I have a Hamiltonian for 3 particles of spin 1 that I boiled down to: \begin{equation} k(\textbf{S}^2+\cdots), \end{equation} where: \begin{equation} \textbf{S}=\textbf{S}_1+\textbf{S}_2+\textbf{S}_3. \end{equation} I read somewhere on the internet that the Clebsch-Gordan coefficients were the thing to use to figure out the value of $\textbf{S}^2$, but I'm not seeing it. Could someone explain to me how to use the Clebsch-Gordan coefficients for this case? - In particular, I understand (more or less) Clebsch-Gordan coefficients for adding two angular momenta, but here, I have 3 particles. Is there an equivalent of Clebsch-Gordan coefficients for three angular momenta $j_1,j_2,j_3$?

Answer 1

Clebsch-Gordan coefficients let you treat n spins (or generaly - any n particles with arbitrary angular momentum) as a single composite system. The coefficients are simply the matrix element of basis transformation from seperated to composite system.
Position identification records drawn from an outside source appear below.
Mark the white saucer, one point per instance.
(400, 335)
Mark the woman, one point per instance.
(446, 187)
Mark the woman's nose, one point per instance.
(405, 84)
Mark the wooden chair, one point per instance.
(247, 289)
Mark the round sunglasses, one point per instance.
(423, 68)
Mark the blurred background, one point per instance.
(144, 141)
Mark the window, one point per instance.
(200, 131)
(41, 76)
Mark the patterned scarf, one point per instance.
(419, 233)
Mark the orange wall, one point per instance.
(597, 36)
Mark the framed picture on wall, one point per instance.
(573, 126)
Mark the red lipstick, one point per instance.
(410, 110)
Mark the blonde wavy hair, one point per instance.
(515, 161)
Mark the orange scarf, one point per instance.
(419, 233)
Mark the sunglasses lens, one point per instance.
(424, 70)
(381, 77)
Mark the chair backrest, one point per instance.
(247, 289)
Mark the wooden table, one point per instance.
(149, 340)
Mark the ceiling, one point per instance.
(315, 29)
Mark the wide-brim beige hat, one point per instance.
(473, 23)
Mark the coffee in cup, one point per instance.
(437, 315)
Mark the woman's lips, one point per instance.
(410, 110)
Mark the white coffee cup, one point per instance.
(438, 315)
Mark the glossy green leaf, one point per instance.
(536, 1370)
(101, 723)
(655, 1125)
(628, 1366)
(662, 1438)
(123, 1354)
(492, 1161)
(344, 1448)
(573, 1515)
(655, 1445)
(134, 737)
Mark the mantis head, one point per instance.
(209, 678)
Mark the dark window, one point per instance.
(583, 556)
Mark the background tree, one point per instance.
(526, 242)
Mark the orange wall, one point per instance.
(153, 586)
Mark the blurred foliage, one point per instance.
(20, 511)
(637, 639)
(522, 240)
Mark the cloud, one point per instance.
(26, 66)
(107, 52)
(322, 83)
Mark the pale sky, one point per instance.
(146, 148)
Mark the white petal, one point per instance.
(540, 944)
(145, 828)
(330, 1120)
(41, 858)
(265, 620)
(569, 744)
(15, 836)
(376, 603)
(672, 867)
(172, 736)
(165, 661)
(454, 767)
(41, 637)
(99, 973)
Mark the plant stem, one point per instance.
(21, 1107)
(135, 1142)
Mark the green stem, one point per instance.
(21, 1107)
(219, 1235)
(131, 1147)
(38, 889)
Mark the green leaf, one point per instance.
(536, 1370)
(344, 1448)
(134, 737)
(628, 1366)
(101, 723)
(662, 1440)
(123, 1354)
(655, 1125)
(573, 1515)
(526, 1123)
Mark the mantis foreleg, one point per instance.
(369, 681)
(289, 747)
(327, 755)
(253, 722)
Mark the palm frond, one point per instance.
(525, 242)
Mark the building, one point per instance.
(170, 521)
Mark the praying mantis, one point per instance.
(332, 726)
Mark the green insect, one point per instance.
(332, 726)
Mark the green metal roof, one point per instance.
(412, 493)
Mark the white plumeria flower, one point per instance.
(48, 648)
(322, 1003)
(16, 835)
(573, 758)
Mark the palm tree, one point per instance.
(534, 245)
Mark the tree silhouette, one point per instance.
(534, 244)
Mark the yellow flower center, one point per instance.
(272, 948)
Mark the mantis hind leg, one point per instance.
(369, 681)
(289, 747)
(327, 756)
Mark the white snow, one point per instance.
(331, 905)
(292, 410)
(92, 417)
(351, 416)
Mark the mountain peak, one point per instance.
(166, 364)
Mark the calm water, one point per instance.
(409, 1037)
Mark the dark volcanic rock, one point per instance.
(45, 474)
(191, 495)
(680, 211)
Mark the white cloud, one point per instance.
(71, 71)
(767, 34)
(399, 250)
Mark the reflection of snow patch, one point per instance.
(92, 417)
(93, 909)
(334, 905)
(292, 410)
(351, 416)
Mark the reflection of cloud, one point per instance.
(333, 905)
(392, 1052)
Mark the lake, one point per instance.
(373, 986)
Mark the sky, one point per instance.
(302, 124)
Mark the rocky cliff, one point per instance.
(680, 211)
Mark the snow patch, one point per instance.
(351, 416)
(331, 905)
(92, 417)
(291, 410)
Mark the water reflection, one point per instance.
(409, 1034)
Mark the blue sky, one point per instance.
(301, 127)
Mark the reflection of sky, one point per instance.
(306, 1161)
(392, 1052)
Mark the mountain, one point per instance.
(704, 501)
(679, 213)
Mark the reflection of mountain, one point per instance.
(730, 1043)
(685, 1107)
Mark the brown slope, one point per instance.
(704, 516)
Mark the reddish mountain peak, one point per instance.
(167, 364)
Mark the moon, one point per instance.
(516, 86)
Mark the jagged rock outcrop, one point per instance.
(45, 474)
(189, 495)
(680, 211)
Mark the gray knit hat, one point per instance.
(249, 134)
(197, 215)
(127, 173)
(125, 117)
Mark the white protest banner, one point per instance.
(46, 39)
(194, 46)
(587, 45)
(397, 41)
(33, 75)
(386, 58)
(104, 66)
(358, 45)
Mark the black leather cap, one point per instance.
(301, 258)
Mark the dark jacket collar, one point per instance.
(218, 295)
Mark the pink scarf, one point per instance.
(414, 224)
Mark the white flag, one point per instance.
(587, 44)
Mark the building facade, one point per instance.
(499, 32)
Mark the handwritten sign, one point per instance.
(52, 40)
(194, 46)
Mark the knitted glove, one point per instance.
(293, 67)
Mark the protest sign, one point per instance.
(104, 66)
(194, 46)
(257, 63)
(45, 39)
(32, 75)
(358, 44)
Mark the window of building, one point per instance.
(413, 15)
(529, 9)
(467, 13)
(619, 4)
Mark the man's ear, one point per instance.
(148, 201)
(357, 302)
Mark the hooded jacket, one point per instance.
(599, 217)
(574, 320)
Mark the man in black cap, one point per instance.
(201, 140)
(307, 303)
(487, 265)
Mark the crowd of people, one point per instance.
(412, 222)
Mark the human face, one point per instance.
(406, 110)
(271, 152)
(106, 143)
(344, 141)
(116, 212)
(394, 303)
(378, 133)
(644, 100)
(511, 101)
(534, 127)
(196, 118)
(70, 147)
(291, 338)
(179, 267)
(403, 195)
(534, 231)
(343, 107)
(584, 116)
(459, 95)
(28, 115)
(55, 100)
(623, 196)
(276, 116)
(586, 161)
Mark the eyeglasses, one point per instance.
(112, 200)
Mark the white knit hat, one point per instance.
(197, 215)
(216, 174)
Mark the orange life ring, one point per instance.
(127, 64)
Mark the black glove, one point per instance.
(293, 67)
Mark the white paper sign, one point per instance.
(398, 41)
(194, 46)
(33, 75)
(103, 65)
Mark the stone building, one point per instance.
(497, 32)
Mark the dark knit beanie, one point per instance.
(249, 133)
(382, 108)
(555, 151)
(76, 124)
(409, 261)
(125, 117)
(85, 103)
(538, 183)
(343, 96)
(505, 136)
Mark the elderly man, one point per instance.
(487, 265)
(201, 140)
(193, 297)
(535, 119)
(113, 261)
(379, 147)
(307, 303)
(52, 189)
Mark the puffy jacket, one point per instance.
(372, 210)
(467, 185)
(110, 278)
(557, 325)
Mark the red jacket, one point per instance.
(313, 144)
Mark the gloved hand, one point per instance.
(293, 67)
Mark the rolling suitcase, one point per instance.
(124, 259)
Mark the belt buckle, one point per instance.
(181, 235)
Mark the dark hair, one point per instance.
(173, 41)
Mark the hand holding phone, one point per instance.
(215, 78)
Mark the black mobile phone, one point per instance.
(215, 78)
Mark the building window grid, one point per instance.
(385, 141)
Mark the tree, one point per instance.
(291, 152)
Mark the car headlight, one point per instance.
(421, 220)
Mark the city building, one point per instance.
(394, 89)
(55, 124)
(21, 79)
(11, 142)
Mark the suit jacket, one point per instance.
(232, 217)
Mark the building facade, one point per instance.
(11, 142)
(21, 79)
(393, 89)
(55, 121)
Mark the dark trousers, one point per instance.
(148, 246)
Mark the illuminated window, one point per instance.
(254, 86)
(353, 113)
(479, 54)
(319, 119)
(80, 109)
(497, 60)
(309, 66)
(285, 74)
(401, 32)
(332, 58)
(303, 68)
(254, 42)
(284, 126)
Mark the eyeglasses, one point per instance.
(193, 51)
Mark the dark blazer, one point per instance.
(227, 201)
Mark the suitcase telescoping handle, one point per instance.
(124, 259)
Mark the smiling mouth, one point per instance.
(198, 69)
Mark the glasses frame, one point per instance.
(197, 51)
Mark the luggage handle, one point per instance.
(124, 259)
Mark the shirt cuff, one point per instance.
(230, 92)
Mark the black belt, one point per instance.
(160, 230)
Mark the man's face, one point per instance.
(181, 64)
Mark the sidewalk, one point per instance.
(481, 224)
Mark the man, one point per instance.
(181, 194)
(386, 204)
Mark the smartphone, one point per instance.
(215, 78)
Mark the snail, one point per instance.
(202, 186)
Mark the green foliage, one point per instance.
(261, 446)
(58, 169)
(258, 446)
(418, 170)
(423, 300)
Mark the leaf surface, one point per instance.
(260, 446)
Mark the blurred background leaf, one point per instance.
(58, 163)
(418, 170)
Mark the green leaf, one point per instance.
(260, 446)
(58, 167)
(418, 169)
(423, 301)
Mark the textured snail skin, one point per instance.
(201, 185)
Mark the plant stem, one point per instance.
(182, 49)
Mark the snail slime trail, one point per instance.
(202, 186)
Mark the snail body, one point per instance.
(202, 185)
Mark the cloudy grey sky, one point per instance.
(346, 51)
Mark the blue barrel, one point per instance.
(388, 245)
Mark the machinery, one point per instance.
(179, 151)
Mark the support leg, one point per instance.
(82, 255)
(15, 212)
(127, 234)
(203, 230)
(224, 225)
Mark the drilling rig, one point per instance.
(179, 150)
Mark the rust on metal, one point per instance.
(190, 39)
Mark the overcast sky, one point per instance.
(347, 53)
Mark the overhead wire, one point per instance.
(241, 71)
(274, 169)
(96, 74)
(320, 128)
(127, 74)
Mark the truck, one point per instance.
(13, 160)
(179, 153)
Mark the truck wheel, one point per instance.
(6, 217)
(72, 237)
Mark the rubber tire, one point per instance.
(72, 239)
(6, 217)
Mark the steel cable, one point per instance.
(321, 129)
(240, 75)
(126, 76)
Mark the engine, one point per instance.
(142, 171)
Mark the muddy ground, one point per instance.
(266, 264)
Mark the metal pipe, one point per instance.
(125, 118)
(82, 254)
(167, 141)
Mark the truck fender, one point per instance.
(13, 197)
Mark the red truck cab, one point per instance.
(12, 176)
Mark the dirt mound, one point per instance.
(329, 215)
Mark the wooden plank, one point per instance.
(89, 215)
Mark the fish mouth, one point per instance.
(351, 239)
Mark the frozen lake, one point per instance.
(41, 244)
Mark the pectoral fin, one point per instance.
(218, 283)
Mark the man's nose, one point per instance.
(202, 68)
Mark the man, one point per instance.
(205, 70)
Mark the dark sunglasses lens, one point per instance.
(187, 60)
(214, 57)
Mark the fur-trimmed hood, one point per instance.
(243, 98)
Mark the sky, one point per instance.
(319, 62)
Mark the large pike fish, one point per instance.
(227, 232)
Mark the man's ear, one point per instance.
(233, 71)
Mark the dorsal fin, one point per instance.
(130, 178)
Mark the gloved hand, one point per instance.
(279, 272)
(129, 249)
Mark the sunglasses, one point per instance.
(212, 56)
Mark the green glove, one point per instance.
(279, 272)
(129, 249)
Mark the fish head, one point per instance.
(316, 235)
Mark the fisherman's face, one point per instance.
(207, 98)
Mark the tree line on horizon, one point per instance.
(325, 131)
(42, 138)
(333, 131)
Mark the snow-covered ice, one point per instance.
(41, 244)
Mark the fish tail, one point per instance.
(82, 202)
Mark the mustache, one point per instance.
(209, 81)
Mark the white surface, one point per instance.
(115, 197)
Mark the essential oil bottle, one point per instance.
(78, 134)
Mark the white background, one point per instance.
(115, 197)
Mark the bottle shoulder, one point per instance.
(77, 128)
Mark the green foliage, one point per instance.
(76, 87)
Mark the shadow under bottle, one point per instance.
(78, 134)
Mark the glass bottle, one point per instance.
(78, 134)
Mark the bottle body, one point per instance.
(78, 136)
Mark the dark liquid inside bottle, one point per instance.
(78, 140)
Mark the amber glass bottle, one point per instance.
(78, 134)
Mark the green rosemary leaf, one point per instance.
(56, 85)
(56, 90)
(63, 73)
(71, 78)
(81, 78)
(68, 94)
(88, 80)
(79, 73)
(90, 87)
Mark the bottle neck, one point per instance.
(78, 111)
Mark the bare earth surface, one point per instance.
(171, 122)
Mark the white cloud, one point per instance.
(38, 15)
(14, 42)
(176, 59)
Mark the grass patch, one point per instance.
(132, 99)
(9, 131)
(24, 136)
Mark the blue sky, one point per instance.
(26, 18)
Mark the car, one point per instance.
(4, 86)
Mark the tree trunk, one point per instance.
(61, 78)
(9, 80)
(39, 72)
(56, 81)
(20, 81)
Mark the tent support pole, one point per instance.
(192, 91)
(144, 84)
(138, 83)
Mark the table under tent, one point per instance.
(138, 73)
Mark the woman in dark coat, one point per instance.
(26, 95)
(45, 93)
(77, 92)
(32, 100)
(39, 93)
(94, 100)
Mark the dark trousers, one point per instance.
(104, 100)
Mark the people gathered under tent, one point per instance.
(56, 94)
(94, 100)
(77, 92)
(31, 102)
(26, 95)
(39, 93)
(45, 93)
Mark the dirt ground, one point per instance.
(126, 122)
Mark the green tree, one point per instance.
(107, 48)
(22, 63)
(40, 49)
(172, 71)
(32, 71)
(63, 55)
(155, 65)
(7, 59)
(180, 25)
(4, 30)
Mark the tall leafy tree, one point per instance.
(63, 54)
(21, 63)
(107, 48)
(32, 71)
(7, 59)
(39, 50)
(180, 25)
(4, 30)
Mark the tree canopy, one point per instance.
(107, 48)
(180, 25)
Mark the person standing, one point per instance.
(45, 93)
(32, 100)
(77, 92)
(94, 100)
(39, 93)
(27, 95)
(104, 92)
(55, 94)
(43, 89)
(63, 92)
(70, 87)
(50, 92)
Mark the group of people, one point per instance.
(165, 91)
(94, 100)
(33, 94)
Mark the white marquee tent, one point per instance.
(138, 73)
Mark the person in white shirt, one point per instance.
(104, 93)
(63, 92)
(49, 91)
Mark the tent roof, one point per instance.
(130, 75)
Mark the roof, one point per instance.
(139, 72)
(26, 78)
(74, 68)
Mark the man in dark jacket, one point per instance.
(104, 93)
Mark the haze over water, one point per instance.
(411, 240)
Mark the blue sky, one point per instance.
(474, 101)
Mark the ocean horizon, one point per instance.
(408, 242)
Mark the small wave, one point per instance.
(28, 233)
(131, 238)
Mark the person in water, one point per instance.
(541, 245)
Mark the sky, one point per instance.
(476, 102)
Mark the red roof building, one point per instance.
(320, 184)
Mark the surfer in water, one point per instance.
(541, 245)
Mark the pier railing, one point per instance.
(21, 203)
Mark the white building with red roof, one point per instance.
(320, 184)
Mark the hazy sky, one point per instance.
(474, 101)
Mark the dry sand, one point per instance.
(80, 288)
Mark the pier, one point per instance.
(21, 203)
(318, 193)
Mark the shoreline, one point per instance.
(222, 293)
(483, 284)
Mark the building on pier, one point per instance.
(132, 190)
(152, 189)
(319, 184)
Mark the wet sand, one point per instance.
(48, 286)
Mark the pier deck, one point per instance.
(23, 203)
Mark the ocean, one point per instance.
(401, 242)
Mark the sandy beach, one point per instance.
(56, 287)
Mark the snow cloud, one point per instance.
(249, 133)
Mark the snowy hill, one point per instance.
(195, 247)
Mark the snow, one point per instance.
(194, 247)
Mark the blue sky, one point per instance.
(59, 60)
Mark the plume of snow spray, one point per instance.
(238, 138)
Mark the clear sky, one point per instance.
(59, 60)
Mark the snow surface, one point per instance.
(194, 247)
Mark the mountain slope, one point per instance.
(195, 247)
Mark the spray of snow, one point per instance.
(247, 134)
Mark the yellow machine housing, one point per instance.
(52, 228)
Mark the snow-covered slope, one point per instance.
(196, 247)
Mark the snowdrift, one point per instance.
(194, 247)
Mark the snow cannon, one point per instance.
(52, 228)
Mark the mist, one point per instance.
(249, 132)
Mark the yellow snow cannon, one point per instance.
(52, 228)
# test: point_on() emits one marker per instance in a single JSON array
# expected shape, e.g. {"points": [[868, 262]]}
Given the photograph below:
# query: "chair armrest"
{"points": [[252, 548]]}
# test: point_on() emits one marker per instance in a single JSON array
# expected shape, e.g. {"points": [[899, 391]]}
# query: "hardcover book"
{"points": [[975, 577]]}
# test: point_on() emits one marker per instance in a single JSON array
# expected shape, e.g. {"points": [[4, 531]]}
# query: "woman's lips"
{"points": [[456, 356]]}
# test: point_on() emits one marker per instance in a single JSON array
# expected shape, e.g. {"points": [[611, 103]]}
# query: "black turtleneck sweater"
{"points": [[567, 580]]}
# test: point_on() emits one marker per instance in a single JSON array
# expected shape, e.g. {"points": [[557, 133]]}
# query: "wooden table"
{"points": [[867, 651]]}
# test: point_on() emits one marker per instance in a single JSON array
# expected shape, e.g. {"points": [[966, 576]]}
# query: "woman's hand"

For 2 particles with total angular momentum eigenvalues $ l_1,l_2 $, such that for example $ m_1=-l_1,-l_1+1,...,+l_1 $ the composite system is -

$$ (l_1) \otimes (l_2) \sim (l_1+l_2) \oplus ...\oplus(|l_1-l_2|) $$

2 spin half particles reduce to - $$ (\frac{1}{2})\otimes(\frac{1}{2})\sim (1)\oplus(0) $$

the left size decribes 2 particles, each has spin 1/2 ,and you can decribe the sany system configuration by combination of those spins -

$$ |++\rangle , |+-\rangle, |-+\rangle, |--\rangle $$

the right side describes the system as composite system, which can be described by it's total angular momentum and it's total $z$ component -

$$ |S_{tot}=1,m_s=1\rangle ,|S_{tot}=1,m_s=0\rangle , |S_{tot}=1,m_s=-1\rangle , |S_{tot}=0,m_s=0\rangle ,$$

As I said, the Clebsch-Gordan coefficients are the basis transformation matrix elements, for example, one of them is - $$ \langle++|S_{tot}=1,m_s=1\rangle $$

The way to add 3 spins is first to add 2 of the and then to add the third one to the composite system -

$$ [(\frac{1}{2})\otimes (\frac{1}{2})]\otimes (\frac{1}{2})\sim [(1)\oplus(0)]\otimes(\frac{1}{2})\sim [(1)\otimes(\frac{1}{2})]\oplus[(0)\otimes(\frac{1}{2})]\sim (\frac{3}{2})\oplus (\frac{1}{2})\oplus(\frac{1}{2})$$

(notice the first addition. the later one is "conditional" - if S1+S2=1 then ... if S1+S2=0 then)

so the new basis, in order of $ |S_{tot},S_{1+2},m_{tot}\rangle $ is

$ |\frac{3}{2},1,-\frac{3}{2}\rangle,|\frac{3}{2},1,-\frac{1}{2}\rangle,|\frac{3}{2},1,\frac{1}{2}\rangle,|\frac{3}{2},1,\frac{3}{2}\rangle,|\frac{1}{2},1,\frac{1}{2}\rangle,|\frac{1}{2},1,-\frac{1}{2}\rangle,|\frac{1}{2},0,-\frac{1}{2}\rangle,|\frac{1}{2},0,\frac{1}{2}\rangle $

this is enough for most applications (finding energy spectrum and such)

Answer 2

Be aware that the order in which you do the couplings matters, in the sense that $(j_1\otimes j_2)\to j_{12}$ followed by $j_{12}\otimes j_3\to J$, usually written as $(j_1j_2)j_{12}j_3 J$, will not produce the same basis states as coupling $j_2\otimes j_3\to j_{23}$ first, and then coupling $j_1\otimes j_{23}\to J$, or $j_1(j_2j_3)j_{23}J$. The two sets of basis states are related by a unitary transformation that is used to define Racah coefficients as overlaps between the two bases.